Blood purification by dialysis is a nephrology cornerstone. However, despite its success, dialysis has not systematically moved to the treatment of other conditions, such as liver failure, intoxication with protein-bound toxins or drugs, poisoning with non–water-soluble toxins, and hyperinflammatory states. In these conditions, hemoadsorption (HA) may provide a possible therapy.

The Technology of HA

HA implies direct contact of blood or plasma with a sorbent. For this to occur safely, a sufficient level of biocompatibility is needed. Earlier technology from approximately 40 years ago used zeolites and charcoal with low biocompatibility and was marred by serious complications. Consequently, the clinical application of HA waned.¹

However, evolving sorbent coating science and better materials have made HA potentially relevant again. Trials of endotoxin removal by polymyxin-bound cartridges have provided some impetus in this field. Finally, sorbent-based biocompatible synthetic porous polymers (styrene or acrylic acid based) have become commercially available, thus enabling the expansion of clinical experience.
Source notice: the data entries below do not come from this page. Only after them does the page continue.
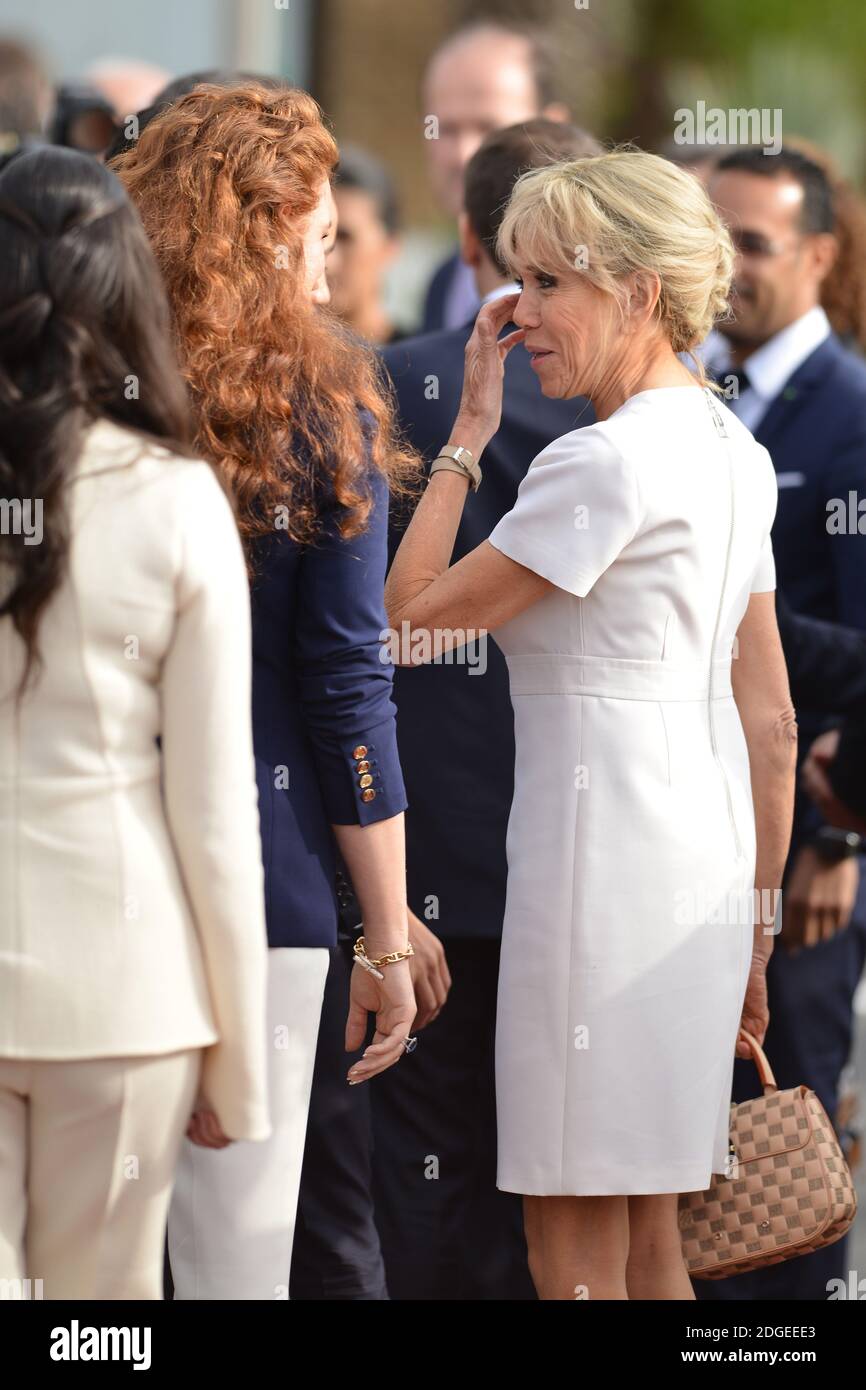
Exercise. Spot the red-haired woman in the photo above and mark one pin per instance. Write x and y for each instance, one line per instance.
(234, 188)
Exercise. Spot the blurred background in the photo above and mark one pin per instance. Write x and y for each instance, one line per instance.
(622, 68)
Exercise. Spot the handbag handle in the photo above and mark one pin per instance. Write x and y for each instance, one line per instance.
(762, 1062)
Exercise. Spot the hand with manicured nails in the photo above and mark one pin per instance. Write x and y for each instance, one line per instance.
(483, 374)
(394, 1002)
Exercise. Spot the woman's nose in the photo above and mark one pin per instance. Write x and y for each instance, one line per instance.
(526, 314)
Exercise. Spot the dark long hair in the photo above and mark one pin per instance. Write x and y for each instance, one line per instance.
(84, 334)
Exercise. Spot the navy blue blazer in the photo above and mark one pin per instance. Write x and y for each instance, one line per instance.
(323, 716)
(456, 729)
(816, 434)
(433, 317)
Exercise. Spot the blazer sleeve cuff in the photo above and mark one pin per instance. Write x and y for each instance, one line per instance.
(360, 777)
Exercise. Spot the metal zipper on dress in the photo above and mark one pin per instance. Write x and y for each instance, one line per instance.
(723, 435)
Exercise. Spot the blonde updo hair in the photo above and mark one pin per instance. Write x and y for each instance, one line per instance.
(612, 214)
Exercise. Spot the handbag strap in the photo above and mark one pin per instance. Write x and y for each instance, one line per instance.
(762, 1062)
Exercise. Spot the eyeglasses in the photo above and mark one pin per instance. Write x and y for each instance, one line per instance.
(754, 243)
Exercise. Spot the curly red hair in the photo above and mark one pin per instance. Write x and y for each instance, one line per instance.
(223, 181)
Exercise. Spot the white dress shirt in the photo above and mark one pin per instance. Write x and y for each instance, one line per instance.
(770, 366)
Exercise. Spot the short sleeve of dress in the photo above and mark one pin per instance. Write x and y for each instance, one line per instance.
(576, 509)
(763, 578)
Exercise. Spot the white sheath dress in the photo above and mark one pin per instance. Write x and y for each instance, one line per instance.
(631, 838)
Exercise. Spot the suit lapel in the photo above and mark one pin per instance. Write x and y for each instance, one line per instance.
(795, 392)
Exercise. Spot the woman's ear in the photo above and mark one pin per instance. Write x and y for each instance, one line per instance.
(644, 291)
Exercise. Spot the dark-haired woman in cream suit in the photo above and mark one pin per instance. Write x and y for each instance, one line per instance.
(132, 943)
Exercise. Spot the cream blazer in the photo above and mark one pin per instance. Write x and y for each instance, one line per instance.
(131, 881)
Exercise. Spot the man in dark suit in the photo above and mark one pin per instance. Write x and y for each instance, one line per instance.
(485, 75)
(804, 396)
(446, 1230)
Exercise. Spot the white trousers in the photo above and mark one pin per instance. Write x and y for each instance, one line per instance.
(231, 1222)
(88, 1153)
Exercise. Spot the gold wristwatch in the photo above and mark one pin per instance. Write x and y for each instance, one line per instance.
(458, 459)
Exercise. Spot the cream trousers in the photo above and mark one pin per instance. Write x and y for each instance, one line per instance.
(88, 1154)
(231, 1223)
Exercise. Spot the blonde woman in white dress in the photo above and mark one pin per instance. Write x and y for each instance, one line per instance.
(654, 773)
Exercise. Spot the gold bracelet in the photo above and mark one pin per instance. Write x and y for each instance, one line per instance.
(360, 950)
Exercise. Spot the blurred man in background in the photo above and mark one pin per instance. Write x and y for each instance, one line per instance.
(487, 75)
(367, 241)
(27, 99)
(804, 396)
(125, 84)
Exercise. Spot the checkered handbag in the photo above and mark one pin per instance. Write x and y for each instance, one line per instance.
(787, 1190)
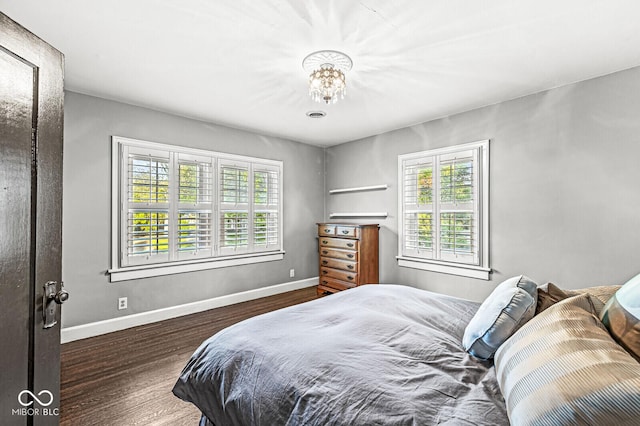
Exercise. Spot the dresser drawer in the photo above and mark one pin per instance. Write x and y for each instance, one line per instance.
(326, 229)
(335, 284)
(338, 243)
(339, 264)
(339, 254)
(349, 277)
Large polymers of cross-linked networks of divinylbenzene can be structured into beads and made more biocompatible with polysulfone coating. They deliver an adsorptive surface area >1000 m²/g in cartridges containing 200–300 g and can bind multiple substances by van der Waals forces, strong hydrophobic bonds, and weak ionic bonds. Because of the above technological changes, adverse reactions have become relatively uncommon and can be further prevented by plasma separation, thus avoiding contact of cells with the sorbent.